Russia is also claiming that Dzhemilev tried to cross a border checkpoint, however the FSB needs to establish such ‘border controls’ which then has to be implemented via a government decree.  None of this had happened until long after the attempted crossing into Crimea at Armynask on 3 May 2014.   

The above is important, however the key point remains the fact that Russia, as invading and occupying power, illegally banned Mustafa Dzhemilev from his homeland and is now trying to ‘convict’ him of endeavouring to enter Crimea which the entire world recognizes as Ukrainian.   

Understanding the enormous respect that Dzhemilev enjoys among Crimean Tatars and other Ukrainians, as well as internationally, Russian President Vladimir Putin initially tried to woo him with promises.  He learned swiftly that both Dzhemilev, and the Mejlis, were totally opposed to Russian occupation and true to Ukraine.  Dzhemilev had been enemy No. 1 for the Soviet regime, and now became the Kremlin’s top enemy.

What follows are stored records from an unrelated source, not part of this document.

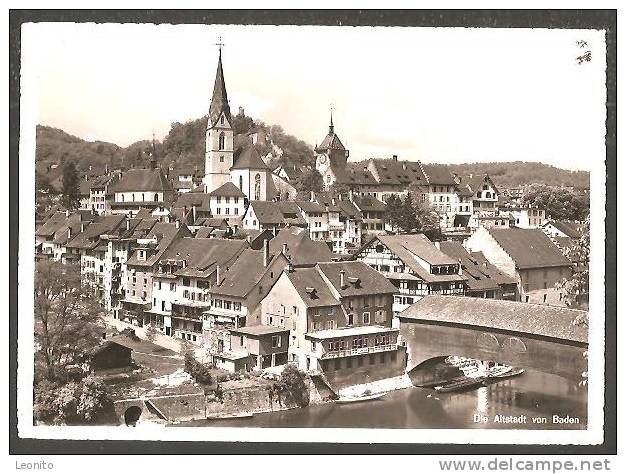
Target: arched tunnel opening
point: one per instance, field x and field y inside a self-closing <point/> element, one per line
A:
<point x="132" y="415"/>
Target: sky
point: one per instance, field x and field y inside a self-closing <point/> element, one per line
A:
<point x="447" y="95"/>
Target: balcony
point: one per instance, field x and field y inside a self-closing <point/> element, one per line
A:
<point x="359" y="351"/>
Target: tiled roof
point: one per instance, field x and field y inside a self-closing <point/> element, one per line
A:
<point x="249" y="158"/>
<point x="393" y="172"/>
<point x="480" y="273"/>
<point x="530" y="248"/>
<point x="542" y="320"/>
<point x="407" y="247"/>
<point x="370" y="282"/>
<point x="259" y="330"/>
<point x="165" y="234"/>
<point x="301" y="250"/>
<point x="188" y="200"/>
<point x="369" y="203"/>
<point x="142" y="180"/>
<point x="569" y="228"/>
<point x="307" y="278"/>
<point x="202" y="256"/>
<point x="438" y="174"/>
<point x="229" y="190"/>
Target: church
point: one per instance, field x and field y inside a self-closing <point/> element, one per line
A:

As a long-standing MP, Dzhemilev was in Kyiv when Russian soldiers without insignia seized control in Crimea. He returned to Simferopol for the first time after that on 19 April 2014.  One of his actions after reaching the Mejlis  offices in Simferopol was to order that the Ukrainian flag be reinstated over the building in its rightful place next to the Crimean Tatar flag.  By 22 April,  Dzhemilev had been handed a scrappy document which called him a ‘foreign national’, as a citizen of Ukraine, and banned him from entering Crimea under Russian occupation until April 19, 2019.  Both Moscow and puppet ‘government’ installed in Crimea cynically denied any knowledge of this ban for the next 10 days, until it was enforced on 2 May 2014.

The Mejlis responded by calling on Crimean Tatars to come to Armyansk and accompany Dzhemilev to Simferopol. Around five thousand people came, but were confronted by huge contingents of Russian enforcement officers and soldiers and Dzhemilev finally decided to return to Kyiv, rather than risk bloodshed.

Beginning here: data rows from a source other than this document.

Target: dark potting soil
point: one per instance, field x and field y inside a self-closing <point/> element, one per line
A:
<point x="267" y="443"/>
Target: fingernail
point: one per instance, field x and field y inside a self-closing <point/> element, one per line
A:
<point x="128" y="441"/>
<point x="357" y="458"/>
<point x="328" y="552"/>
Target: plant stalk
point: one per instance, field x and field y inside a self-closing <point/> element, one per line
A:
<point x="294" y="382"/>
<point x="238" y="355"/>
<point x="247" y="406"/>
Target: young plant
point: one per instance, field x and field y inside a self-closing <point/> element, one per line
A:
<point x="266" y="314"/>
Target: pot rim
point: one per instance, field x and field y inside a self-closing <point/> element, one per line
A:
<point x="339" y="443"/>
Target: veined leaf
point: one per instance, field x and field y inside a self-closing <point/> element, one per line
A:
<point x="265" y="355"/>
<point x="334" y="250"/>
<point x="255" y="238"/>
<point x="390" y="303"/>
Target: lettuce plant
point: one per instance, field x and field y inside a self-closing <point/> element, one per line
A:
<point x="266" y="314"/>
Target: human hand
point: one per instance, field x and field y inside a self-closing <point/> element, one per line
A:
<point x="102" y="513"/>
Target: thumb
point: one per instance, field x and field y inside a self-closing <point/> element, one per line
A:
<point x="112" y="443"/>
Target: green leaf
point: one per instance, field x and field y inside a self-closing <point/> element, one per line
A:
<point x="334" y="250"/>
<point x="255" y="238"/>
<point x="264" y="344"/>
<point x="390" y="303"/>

The events that day were used for the first wave of Russian arrests and political ‘trials’ in occupied Crimea.  The charges against Mustafa Dzhemilev have no practical consequences as the Crimean Tatar leader is already in exile and the international community will certainly not recognize any ‘conviction’.  The resurrection of these grotesque charges can, however, result in real persecution for Crimean Tatars living in occupied Crimea, and the ‘Investigative Committee’ has specifically initiated separate proceedings over what it is claiming was a “prior conspiracy”.

A distressingly cynical aspect of the indictment is that one of the men cited as ‘a witness’ is Ervin Ibragimov, the Crimean Tatar civic activist and Executive Member of the World Congress of Crimean Tatars who was abducted by men in uniform on 24 May 2016.  He has not been seen since, one of many victims of enforced disappearances under Russian occupation.

Dzhemilev is also accused of illegal purchase and possession of ammunition under Article 222 § 1 of Russia’s criminal code, and of carelessly storing a firearm, creating a danger to others, if that had grave consequences (Article 224 § 1).  The indictment even states that the ammunition was purchased between 1996 and 2013, but Russia has long been oblivious to the sheer nonsense of criminal charges under Russian legislation over alleged actions on Ukrainian territory under Ukrainian legislation long before annexation.  Polozov notes that soon after annexation, Russia introduced a new ‘constitutional law’ which envisages such totally lawless and retroactive prosecution under Russian legislation even where the pre-annexation actions were completely legal. 

The two latter charges are connected with a tragic accident in which Dzhemilev’s son, Khaiser accidentally shot and killed a person in May 2013.  Russia had no right to prosecute Khaiser Dzhemilev, and very clearly did so, imprisoning him in Russia itself, in order to put pressure on his father.  This was internationally condemned, however Khaiser was forced to serve an illegal sentence in a Russian prison to the very last day. Russia is now resurrecting these charges, which have long been time-barred, for its grotesque ‘trial’ of Mustafa Dzhemilev.

The repeat ‘preliminary hearing’ is due to take place at the Russian-controlled Armyansk City Court on 9 July 2020.